Он вышел, оставив их в обществе жены. Та не стала заглядывать им в глаза, но быстро осмотрела каждого с ног до головы, как медсестра, читающая карту больного. Потом отошла к лестнице и долгим взглядом воззрилась наверх. Никто, даже Джо Хилл Конли, не мог вообразить, о чем она думала в ту минуту. Возможно, о Сесилии, взбежавшей по этим самым ступенькам четыре месяца назад. Или о ступенях, по которым некогда сошла она сама, отправляясь на свое первое свидание. Или же о звуках, которые только материнское ухо и способно уловить. Никто из парней не мог припомнить Миссис Лисбон до такой степени отрешенной, словно она вдруг позабыла об их присутствии в доме. Она вновь коснулась виска (ее действительно мучила головная боль).

Наконец девушки высыпали на верхнюю площадку. Там, наверху, было темновато (перегорели три из двенадцати лампочек в люстре), и, спускаясь, они слегка касались перил. Просторные платья напомнили Кевину Хеду мантии на певцах из церковного хора. «Впрочем, их самих это, кажется, совсем не раздражало. Или им уже было наплевать, что на них надето, — слишком велика была радость от возможности куда-то выйти. Мне-то точно было все равно. Выглядели они классно».
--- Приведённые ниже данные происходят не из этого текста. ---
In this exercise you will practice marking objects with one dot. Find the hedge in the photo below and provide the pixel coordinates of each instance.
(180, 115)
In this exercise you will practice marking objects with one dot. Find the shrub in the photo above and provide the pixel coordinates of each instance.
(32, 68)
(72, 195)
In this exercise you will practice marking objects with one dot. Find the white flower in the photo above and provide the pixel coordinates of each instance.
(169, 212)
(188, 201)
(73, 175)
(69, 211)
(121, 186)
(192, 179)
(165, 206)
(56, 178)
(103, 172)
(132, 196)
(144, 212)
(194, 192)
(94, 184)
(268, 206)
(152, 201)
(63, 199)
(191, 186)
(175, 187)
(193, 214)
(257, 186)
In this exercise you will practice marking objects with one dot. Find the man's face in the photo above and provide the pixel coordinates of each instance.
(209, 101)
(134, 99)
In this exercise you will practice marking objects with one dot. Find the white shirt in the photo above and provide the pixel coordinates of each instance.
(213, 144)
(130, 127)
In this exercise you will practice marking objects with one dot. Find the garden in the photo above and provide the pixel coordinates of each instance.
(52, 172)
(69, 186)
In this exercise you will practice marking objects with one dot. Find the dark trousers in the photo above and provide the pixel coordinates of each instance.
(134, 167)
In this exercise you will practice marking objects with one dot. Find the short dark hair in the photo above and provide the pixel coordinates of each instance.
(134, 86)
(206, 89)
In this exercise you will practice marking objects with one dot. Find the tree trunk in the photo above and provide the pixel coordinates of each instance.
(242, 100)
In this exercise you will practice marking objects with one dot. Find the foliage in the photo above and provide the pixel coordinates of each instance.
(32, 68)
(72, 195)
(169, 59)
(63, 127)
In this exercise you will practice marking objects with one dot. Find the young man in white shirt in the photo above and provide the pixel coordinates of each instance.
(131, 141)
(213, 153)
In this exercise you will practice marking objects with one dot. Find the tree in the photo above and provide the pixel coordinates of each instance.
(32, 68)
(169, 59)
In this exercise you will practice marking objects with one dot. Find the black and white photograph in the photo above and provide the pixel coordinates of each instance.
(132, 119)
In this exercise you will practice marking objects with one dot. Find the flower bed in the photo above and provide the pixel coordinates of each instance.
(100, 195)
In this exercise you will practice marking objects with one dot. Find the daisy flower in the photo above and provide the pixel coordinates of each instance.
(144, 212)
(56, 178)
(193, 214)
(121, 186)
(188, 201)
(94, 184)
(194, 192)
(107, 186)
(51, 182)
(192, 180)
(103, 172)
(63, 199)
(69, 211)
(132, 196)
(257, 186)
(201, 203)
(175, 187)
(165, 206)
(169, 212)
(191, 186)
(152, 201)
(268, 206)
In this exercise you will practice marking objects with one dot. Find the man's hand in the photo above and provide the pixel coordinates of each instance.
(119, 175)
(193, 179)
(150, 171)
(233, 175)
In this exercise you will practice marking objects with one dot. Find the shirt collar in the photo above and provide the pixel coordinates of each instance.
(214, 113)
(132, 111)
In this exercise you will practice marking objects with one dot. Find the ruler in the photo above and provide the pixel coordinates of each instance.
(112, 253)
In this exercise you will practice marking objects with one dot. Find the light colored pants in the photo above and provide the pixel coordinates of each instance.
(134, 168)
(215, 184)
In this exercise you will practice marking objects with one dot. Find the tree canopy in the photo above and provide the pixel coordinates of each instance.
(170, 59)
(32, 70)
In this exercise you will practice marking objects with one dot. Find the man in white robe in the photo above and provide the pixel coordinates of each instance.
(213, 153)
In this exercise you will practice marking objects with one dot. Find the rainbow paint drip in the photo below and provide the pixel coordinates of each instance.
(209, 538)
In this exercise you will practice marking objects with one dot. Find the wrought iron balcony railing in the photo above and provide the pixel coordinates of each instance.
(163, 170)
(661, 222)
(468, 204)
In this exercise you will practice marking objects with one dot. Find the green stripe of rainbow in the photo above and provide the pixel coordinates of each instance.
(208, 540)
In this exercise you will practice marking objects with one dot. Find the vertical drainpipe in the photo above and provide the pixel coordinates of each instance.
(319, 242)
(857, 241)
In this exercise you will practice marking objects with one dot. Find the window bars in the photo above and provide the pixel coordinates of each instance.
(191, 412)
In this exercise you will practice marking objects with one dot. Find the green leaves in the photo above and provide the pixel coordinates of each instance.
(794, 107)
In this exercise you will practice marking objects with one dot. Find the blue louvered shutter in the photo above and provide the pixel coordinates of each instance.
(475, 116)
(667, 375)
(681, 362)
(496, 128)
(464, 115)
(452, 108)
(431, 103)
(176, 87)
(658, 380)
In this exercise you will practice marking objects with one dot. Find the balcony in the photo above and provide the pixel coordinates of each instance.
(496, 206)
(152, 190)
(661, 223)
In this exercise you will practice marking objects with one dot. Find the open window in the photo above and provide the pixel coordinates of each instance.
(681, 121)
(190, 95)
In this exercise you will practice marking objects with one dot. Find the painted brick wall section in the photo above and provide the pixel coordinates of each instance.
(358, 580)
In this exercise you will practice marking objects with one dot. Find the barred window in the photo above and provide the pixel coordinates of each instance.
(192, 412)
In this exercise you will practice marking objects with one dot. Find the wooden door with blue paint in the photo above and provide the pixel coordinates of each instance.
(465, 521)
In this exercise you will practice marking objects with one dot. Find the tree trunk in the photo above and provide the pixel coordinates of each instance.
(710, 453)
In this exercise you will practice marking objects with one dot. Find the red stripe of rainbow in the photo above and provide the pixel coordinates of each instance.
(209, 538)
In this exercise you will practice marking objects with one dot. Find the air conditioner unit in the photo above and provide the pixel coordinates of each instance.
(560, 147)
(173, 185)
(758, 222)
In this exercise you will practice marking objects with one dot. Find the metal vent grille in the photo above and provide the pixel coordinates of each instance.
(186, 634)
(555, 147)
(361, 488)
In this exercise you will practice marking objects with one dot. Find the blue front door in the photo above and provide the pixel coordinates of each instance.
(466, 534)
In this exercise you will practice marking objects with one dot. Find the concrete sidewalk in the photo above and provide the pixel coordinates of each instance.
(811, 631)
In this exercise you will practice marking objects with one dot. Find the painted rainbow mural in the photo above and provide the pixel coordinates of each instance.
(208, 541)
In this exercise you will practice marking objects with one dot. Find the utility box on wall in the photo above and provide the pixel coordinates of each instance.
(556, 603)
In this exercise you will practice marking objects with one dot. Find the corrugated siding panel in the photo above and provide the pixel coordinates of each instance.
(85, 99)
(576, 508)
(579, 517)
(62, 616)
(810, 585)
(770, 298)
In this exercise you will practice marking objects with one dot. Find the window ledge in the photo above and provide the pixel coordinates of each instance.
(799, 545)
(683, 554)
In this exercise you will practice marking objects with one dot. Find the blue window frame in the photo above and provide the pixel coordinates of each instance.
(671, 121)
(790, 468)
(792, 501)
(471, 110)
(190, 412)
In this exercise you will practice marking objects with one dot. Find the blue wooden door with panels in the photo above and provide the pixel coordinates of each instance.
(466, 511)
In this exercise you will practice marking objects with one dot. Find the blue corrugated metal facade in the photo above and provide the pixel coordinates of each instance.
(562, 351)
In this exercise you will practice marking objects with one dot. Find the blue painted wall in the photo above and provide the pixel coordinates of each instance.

Только когда девушки сошли вниз, парни осознали, что не договорились, кому с кем идти. Трип Фонтейн, понятное дело, застолбил Люкс, но три другие сестры пока не были заняты. К счастью, прически и платья окончательно уравняли их в мальчишеских глазах. Ребята опять уже не знали, кто из них кто, и, вместо того чтобы спросить их напрямую, сделали единственное, что могло прийти им в головы: вытащили из карманов букетики, которые прикалывают к корсажам.

— Они все белые, — объяснил Трип Фонтейн. — Мы ведь не знали, в платьях какого цвета вы будете на балу. А парень в магазине сказал, что белый пойдет с каким угодно цветом.

— Я рада, что ты купил белый, — успокоила его Люкс. Она протянула руку и взяла букетик, упакованный, как драгоценность, в маленькую пластиковую коробочку.

— Мы не стали брать цветочные браслеты, — выдавил Парки Дентон. — Они всегда рассыпаются.

— Да, они очень непрактичны, — сказала Мэри.

Никто не проронил больше ни слова. Никто даже не шевельнулся. Люкс рассматривала букетик, заключенный в своем временном убежище. Откуда-то сзади донесся голос миссис Лисбон:

— Позвольте же мальчикам приколоть их на место.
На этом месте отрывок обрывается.